Human beings are the only creatures that worship. Every known culture and society that’s been studied has had some sort of awareness of a being or beings beyond and greater than themselves. People are born with an innate inclination to believe in God. Dr Justin Barratt of Oxford’s Centre for Anthropology and Mind, found that young children are born with a predisposition to believe in a supreme being, and are natural ‘creationists’. Barratt thinks children have faith even though they may have never been taught about it by family or at school. (It makes one wonder how it is that churches in the West do so poorly in nurturing this instinct into adult faith.) So, although religion in itself isn’t something that is imposed by society or culture but arises naturally from within, yet particular beliefs and practices are indeed culturally conditioned.
But why should humans be born with a religious inclination? Within atheism, it makes little sense, since religion is so individually costly in time, energy and material resources. But if mankind has been created by God for the purpose of relationship with God, then within Christianity it makes perfect sense. In Mere Christianity, C.S. Lewis likens the ubiquitous religious instinct to that of a newborn baby who instinctively cries with hunger for a food it has, as yet, no knowledge of. The very existence of the religious hunger implies there must be something able to satisfy it.

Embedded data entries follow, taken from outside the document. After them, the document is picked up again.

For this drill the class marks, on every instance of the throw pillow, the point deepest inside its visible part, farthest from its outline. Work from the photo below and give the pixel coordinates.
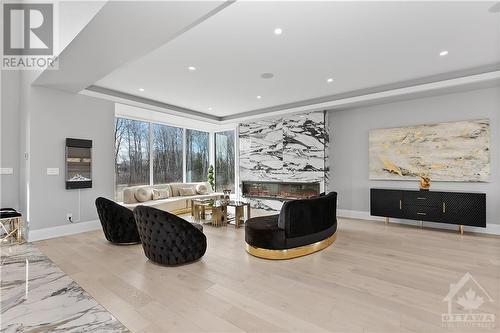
(202, 189)
(160, 193)
(156, 194)
(144, 194)
(186, 191)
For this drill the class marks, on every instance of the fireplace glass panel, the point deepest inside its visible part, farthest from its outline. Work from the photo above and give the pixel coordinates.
(277, 190)
(78, 164)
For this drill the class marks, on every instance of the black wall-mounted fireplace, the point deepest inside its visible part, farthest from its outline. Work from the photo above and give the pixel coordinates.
(279, 190)
(78, 164)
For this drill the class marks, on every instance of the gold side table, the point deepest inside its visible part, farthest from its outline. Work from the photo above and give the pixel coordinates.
(11, 225)
(239, 214)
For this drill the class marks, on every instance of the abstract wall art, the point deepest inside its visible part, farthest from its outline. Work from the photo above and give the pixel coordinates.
(453, 151)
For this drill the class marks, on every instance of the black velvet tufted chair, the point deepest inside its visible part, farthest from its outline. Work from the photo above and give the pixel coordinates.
(302, 227)
(168, 239)
(117, 222)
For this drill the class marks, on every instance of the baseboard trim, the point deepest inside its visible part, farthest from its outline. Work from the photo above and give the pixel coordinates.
(63, 230)
(491, 229)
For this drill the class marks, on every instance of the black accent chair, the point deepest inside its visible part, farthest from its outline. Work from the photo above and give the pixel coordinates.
(302, 227)
(168, 239)
(117, 222)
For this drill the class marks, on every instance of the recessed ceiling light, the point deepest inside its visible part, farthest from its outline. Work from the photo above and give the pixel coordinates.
(267, 75)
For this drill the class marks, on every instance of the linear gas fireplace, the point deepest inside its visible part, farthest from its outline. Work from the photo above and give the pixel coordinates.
(279, 190)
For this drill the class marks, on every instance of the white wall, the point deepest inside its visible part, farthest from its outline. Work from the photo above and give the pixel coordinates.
(43, 118)
(349, 144)
(10, 139)
(55, 116)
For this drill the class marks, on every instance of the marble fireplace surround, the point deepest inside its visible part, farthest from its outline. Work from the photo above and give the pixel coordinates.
(290, 148)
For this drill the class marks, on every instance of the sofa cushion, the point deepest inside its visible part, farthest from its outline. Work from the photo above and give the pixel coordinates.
(143, 194)
(202, 189)
(185, 191)
(129, 195)
(161, 193)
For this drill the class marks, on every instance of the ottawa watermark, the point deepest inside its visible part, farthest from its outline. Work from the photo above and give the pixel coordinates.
(465, 299)
(29, 31)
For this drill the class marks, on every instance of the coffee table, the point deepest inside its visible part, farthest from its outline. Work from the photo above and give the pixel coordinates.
(239, 214)
(217, 207)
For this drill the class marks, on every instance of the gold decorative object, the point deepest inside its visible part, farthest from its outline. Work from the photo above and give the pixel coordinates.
(425, 183)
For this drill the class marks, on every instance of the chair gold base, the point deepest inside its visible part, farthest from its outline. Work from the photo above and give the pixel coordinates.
(290, 253)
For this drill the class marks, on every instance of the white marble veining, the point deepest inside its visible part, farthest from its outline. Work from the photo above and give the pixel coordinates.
(36, 296)
(288, 149)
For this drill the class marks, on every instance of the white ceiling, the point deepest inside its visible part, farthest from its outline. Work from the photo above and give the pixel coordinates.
(358, 44)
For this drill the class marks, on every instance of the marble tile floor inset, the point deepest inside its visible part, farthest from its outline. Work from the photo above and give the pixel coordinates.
(36, 296)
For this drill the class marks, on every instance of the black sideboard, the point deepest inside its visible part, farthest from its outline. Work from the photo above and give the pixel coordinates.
(433, 206)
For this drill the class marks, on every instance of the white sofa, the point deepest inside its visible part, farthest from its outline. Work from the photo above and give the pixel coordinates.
(175, 202)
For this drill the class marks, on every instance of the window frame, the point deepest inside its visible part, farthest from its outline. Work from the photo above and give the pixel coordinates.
(211, 144)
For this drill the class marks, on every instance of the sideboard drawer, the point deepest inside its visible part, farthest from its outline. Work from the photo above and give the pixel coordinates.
(423, 198)
(424, 213)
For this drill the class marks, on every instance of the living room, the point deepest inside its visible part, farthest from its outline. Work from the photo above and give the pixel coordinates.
(250, 166)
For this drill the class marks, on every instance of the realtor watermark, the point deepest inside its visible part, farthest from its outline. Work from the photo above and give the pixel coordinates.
(28, 36)
(465, 299)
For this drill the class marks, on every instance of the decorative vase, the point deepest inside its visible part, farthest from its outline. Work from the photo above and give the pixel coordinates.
(425, 183)
(227, 193)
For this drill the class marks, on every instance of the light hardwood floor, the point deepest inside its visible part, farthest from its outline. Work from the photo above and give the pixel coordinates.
(374, 278)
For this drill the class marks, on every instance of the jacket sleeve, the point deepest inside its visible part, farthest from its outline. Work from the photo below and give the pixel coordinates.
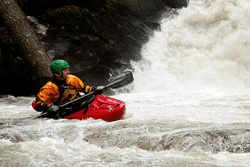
(41, 106)
(82, 87)
(45, 96)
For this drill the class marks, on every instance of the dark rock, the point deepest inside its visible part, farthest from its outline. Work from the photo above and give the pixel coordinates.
(96, 37)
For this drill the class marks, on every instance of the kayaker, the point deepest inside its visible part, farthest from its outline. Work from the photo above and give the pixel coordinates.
(62, 88)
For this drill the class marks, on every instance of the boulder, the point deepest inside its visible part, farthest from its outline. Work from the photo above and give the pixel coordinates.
(97, 38)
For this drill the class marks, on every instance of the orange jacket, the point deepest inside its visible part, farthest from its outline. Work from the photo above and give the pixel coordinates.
(50, 92)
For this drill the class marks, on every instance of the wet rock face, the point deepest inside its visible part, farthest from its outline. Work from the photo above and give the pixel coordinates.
(96, 37)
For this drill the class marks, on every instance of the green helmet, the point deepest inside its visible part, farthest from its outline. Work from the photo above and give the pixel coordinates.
(58, 65)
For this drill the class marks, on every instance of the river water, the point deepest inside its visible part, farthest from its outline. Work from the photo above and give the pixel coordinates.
(188, 105)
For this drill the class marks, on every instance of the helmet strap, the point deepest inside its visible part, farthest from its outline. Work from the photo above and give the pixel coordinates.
(59, 76)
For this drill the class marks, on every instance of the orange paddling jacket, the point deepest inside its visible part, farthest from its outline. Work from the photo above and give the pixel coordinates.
(54, 92)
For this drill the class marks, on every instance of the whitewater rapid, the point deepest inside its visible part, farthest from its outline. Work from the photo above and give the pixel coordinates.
(188, 105)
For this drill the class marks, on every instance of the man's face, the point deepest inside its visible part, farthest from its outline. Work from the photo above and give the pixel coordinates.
(65, 73)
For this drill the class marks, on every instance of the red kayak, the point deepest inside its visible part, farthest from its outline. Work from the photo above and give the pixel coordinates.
(102, 107)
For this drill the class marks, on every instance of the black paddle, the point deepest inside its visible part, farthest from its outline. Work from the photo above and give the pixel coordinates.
(119, 81)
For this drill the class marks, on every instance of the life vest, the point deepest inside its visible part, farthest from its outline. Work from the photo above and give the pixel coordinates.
(67, 94)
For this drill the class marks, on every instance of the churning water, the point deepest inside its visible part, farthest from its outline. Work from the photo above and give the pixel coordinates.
(189, 104)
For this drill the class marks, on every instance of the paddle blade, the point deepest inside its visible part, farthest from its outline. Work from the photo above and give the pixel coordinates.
(121, 80)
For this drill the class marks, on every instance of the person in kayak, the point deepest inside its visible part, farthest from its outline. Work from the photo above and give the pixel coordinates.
(62, 88)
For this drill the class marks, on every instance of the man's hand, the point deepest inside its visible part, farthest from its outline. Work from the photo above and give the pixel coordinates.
(100, 89)
(53, 111)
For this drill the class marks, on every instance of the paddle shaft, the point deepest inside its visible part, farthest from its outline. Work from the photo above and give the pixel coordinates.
(120, 81)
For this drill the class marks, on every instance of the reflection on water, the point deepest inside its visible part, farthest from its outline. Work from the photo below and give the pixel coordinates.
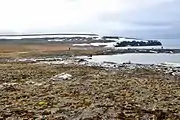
(147, 58)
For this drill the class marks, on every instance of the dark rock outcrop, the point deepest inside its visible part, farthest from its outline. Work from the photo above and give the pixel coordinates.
(138, 43)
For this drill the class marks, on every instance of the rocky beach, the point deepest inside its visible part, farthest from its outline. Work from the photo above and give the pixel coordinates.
(58, 81)
(73, 88)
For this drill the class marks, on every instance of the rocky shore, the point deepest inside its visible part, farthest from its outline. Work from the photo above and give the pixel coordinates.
(73, 88)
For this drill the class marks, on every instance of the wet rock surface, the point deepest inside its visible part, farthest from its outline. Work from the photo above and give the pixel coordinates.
(126, 91)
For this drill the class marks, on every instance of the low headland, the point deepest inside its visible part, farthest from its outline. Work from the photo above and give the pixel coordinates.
(50, 81)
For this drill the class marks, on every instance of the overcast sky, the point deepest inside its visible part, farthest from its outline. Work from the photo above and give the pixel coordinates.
(138, 18)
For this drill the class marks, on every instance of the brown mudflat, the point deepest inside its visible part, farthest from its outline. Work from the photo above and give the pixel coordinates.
(28, 92)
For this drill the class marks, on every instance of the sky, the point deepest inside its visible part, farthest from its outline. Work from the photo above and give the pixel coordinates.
(133, 18)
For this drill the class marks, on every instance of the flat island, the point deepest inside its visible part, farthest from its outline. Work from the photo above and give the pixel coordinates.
(48, 81)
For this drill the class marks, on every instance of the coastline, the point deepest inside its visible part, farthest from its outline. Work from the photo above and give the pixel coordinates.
(51, 82)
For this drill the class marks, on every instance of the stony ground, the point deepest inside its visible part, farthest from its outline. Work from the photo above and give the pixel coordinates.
(92, 93)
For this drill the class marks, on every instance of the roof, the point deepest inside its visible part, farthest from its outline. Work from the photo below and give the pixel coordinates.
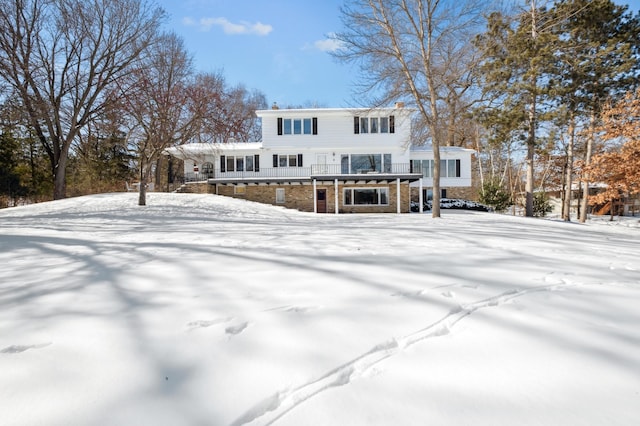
(183, 151)
(448, 149)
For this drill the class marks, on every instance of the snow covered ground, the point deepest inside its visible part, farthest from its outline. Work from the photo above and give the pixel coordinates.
(204, 310)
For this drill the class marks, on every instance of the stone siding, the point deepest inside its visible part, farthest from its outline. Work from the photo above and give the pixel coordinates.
(300, 196)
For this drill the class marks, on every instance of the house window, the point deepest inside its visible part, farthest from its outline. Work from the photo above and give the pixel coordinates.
(231, 163)
(287, 126)
(448, 168)
(365, 163)
(287, 160)
(207, 169)
(374, 124)
(297, 126)
(364, 125)
(366, 196)
(384, 124)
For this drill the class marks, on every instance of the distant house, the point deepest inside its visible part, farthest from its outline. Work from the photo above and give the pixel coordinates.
(327, 160)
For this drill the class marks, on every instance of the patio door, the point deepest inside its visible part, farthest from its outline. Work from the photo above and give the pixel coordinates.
(321, 200)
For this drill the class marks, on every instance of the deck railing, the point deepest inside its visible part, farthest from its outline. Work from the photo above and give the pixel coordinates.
(315, 170)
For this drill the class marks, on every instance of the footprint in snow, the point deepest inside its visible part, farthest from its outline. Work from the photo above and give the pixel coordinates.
(232, 330)
(207, 323)
(16, 349)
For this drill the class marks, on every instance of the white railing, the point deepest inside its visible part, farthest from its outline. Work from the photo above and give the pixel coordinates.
(296, 172)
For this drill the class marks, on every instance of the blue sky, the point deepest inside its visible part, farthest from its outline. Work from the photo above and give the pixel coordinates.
(278, 47)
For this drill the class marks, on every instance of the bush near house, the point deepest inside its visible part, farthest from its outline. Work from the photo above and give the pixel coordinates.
(453, 203)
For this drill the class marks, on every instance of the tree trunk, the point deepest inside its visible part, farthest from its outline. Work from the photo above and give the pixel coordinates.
(566, 208)
(531, 143)
(59, 178)
(142, 195)
(585, 177)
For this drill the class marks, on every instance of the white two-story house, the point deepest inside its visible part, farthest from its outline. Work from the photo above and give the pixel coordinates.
(327, 160)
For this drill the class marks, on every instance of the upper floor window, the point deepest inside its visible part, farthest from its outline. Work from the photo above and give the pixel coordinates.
(287, 160)
(448, 168)
(365, 163)
(297, 126)
(239, 163)
(374, 124)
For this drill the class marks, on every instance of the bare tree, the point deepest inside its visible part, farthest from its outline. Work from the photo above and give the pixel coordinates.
(61, 56)
(230, 112)
(165, 106)
(416, 51)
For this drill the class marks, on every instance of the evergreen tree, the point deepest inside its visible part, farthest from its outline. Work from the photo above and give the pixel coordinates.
(517, 54)
(596, 59)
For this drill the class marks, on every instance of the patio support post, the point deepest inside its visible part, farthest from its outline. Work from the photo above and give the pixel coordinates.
(420, 197)
(315, 197)
(398, 207)
(335, 184)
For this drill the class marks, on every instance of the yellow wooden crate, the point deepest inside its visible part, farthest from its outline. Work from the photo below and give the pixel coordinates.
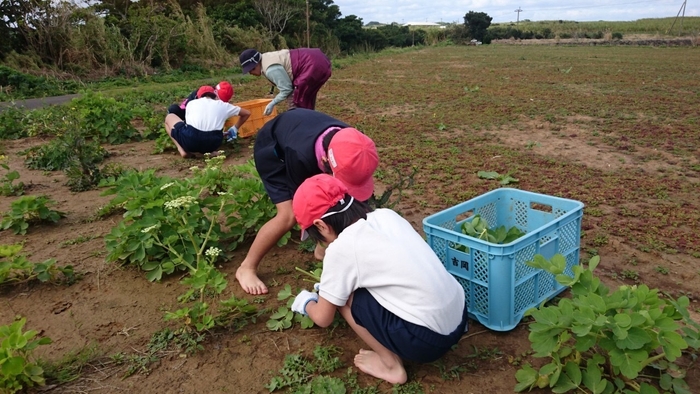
(256, 119)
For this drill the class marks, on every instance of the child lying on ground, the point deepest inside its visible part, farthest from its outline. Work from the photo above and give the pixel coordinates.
(382, 277)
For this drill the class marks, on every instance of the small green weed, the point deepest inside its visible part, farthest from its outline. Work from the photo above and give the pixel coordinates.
(19, 370)
(28, 210)
(16, 268)
(303, 375)
(7, 185)
(502, 179)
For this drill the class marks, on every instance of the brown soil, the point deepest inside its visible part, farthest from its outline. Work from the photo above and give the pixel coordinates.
(115, 310)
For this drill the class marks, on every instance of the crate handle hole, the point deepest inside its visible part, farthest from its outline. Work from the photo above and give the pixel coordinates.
(464, 216)
(541, 207)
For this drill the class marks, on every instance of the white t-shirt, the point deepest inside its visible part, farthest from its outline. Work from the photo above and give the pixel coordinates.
(207, 114)
(386, 256)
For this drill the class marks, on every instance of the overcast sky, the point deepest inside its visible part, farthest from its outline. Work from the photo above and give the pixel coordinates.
(404, 11)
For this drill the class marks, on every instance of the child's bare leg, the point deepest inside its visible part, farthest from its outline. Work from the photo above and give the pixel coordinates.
(379, 362)
(267, 237)
(170, 121)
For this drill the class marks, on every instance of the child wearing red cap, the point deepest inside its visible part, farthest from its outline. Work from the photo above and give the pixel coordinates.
(382, 277)
(202, 129)
(294, 146)
(223, 90)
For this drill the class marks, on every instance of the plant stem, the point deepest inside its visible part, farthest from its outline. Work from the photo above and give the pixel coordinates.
(652, 359)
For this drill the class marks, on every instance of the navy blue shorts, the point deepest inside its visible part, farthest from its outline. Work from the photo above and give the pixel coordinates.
(407, 340)
(195, 141)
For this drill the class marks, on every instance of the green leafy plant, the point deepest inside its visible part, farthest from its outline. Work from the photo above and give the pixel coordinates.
(18, 370)
(479, 228)
(68, 150)
(12, 123)
(206, 283)
(7, 185)
(16, 268)
(28, 210)
(303, 375)
(604, 341)
(502, 179)
(283, 318)
(169, 224)
(105, 118)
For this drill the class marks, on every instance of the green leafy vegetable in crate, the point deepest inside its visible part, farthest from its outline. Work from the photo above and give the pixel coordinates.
(478, 227)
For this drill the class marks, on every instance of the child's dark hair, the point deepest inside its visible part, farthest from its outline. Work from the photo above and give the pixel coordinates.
(326, 143)
(338, 222)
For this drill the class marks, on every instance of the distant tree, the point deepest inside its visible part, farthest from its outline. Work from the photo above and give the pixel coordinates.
(477, 23)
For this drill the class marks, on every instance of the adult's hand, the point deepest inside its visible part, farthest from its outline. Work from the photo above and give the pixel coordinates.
(269, 108)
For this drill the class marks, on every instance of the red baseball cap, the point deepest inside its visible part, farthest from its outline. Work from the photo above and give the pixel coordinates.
(353, 158)
(224, 90)
(204, 90)
(315, 197)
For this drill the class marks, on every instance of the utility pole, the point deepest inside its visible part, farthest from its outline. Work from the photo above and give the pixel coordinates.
(518, 11)
(308, 37)
(680, 29)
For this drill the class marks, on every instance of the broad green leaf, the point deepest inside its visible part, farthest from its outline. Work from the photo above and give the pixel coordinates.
(154, 275)
(13, 366)
(285, 293)
(585, 342)
(628, 361)
(645, 388)
(569, 379)
(592, 378)
(672, 343)
(526, 377)
(623, 319)
(581, 330)
(548, 315)
(636, 339)
(559, 264)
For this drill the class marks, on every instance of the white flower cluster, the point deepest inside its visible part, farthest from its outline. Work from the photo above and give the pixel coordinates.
(213, 252)
(184, 201)
(148, 229)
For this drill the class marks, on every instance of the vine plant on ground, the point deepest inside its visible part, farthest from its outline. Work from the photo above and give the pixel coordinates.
(28, 210)
(168, 224)
(625, 341)
(16, 268)
(18, 370)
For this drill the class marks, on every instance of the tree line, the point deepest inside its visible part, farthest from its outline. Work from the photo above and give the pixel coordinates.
(123, 37)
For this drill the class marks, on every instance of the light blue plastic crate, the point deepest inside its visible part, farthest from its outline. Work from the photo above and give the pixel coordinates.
(498, 286)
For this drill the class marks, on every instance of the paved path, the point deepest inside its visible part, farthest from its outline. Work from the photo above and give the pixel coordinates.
(39, 102)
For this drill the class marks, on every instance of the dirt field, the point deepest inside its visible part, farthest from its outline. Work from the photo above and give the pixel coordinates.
(113, 310)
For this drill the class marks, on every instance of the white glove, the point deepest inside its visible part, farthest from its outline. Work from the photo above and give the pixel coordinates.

In this fourth article we’ve seen how our common personal experience of human nature accords perfectly with our being created by a transcendent personal God. In contrast, naturalistic explanations of consciousness, reason, freewill, morality and religion are all severely problematic. An argument for God from morality in particular can be especially powerful in apologetics, since almost everyone has a deep sense of moral discernment, even though the dividing line between what is moral or not may be drawn at different places. Even moral relativists can be persuaded into admitting the existence of some absolute moral obligations and duties, if provided with appropriate examples, such as slavery, rape or incest. Once these are admitted, it’s very hard to resist concluding there must be a transcendent moral law-giver.